Hi
I'm very new to this lncRNA things. I'm using HISAT2, STRINGTIE and BALLGOWN pipeline for differential expression analysis.
If I'm only looking for lncRNA's, I will use the lncRNA annotation from Gencode lncRNA's [ftp://ftp.sanger.ac.uk/pub/gencode/Gencode_human/release_24/gencode.v24.long_noncoding_RNAs.gtf.gz]
First Question:
For eg: from this paper [https://www.nature.com/articles/nprot.2016.095]

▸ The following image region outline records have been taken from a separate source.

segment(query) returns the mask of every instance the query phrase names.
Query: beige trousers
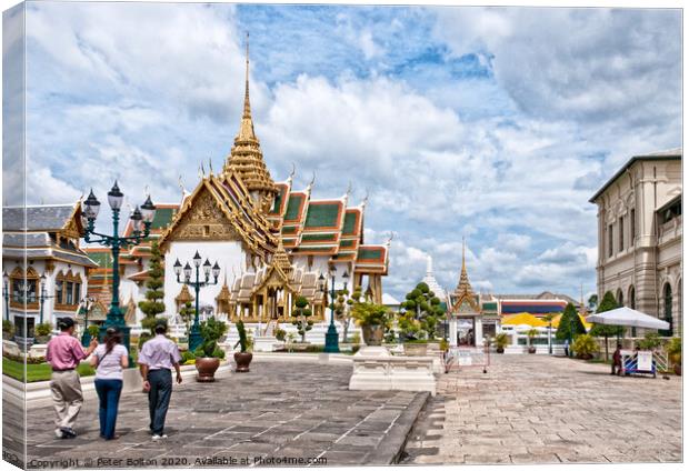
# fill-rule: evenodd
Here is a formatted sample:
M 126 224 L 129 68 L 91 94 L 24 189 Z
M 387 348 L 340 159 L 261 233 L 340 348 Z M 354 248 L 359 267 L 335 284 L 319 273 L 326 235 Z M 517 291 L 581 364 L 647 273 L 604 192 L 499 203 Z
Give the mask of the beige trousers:
M 50 392 L 56 411 L 56 427 L 73 429 L 83 403 L 79 373 L 76 370 L 53 371 L 50 378 Z

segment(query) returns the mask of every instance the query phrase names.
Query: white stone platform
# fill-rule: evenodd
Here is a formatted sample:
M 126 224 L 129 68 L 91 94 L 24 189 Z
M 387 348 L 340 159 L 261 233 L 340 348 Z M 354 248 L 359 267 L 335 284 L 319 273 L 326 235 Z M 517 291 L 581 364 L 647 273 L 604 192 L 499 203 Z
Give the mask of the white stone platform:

Hisat2 command: Map the reads for each sample to the reference genome
hisat2 -p 8 --dta -x chrX_data/indexes/chrX_tran -1 chrX_data/samples/ERR188044_chrX_1.fastq.gz -2 chrX_data/samples/ERR188044_chrX_2.fastq.gz -S ERR188044_chrX.sam
Stringtie command: Assemble transcripts for each sample
stringtie -p 8 -G chrX_data/genes/chrX.gtf -o ERR188044_chrX.gtf –l ERR188044 ERR188044_chrX.bam
In which step I need to use the above gtf file (lncRNA annotation from Gencode lncRNA's) [ftp://ftp.sanger.ac.uk/pub/gencode/Gencode_human/release_24/gencode.v24.long_noncoding_RNAs.gtf.gz]
In Hisat2 or Strigtie step?
Second question:
If I want to get both protein coding RNAs and lncRNA's which gtf file should I use from Gencode [http://www.gencodegenes.org/releases/current.html] ?
In this way after differential expression analysis I will be having both differentially expressed protein coding RNA's and lncRNA's. How can I filter only lncRNA's from them?
It would be very helpful if you could clear my doubts. Thank you.